Kalau semula ia baru dapat mengukur kekuatan Mahesa Jenar, namun kemudian ia terpaksa melihat kenyataan, bahwa Mahesa Jenar tidak saja bertambah kuat lahir dan batin, namun iapun mampu pula mempergunakan kekuatannya itu sebaik-baiknya.
Sebagai seorang murid Pasingsingan tua, Pasingsingan itu telah mendengar dan mendapat petunjuk-petunjuk tentang bermacam-macam perguruan. Juga perguruan Pengging yang terkenal. Kini ia harus mengalami betapa salah seorang murid dari Pengging itu telah mampu melawannya. Pertempuran itu semakin lama menjadi semakin sengit. Pasingsingan menjadi semakin heran melihat keterampilan lawannya. Tetapi karena itu pula ia merasa seakan-akan dirinya dihadapkan pada suatu ujian, apakah ia masih berhak memakai gelar Pasingsingan untuk seterusnya. Disamping kenyataan itu, di dalam dadanya bergolak pula berbagai pertanyaan tentang Mahesa Jenar. Dari manakah ia pernah mendengar cerita tentang Pasingsingan tua, tentang Radite, Anggara dan Umbaran…? Darimana pula ia mengetahui bahwa yang berdiri di hadapannya kini adalah Pasingsingan yang sebenarnya tidak berhak memakai tanda-tanda kekhususannya…?

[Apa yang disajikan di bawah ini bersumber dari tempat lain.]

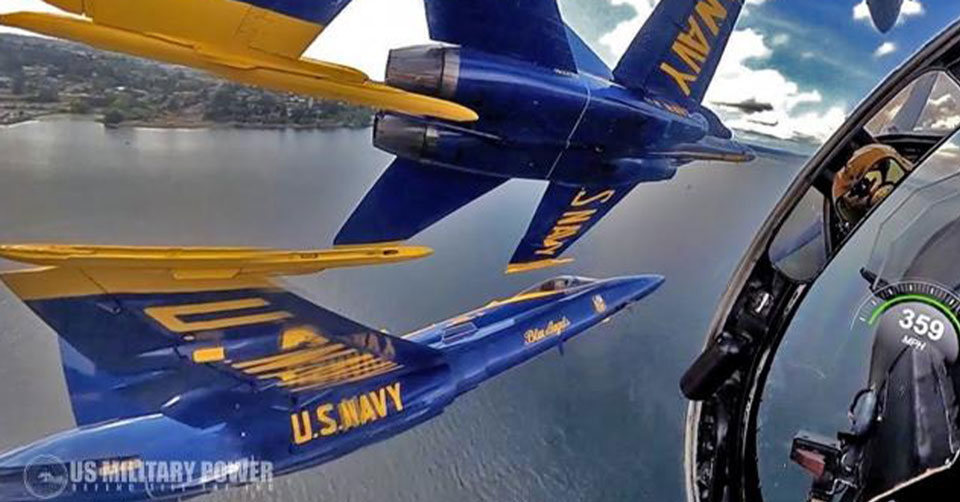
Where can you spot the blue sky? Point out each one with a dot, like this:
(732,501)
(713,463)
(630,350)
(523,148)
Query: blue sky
(811,61)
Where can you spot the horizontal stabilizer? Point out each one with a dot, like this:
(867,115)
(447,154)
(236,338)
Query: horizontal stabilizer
(133,336)
(565,214)
(676,52)
(408,198)
(233,40)
(213,263)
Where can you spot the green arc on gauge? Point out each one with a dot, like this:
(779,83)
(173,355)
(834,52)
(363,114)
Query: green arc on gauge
(883,307)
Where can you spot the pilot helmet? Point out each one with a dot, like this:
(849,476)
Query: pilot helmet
(870,175)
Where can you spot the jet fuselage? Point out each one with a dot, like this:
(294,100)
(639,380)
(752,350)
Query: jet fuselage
(579,128)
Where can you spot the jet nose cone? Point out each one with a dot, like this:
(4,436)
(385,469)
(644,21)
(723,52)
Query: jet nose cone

Pasingsingan itupun kemudian menjadi cemas bahwa sebenarnya rahasia tentang dirinya telah terbuka. Bahkan kemudian ia menduga bahwa Radite atau Anggara-lah yang sengaja mengabarkan tentang rahasia itu. Tetapi apakah Mahesa Jenar pernah bertemu dengan mereka berdua?
Tiba-tiba kemarahan Pasingsingan menjadi semakin berkobar-kobar di dalam dadanya. Orang yang dapat berceritera tentang Pasingsingan ini harus dimusnahkan, supaya rahasia itu dibawanya mati.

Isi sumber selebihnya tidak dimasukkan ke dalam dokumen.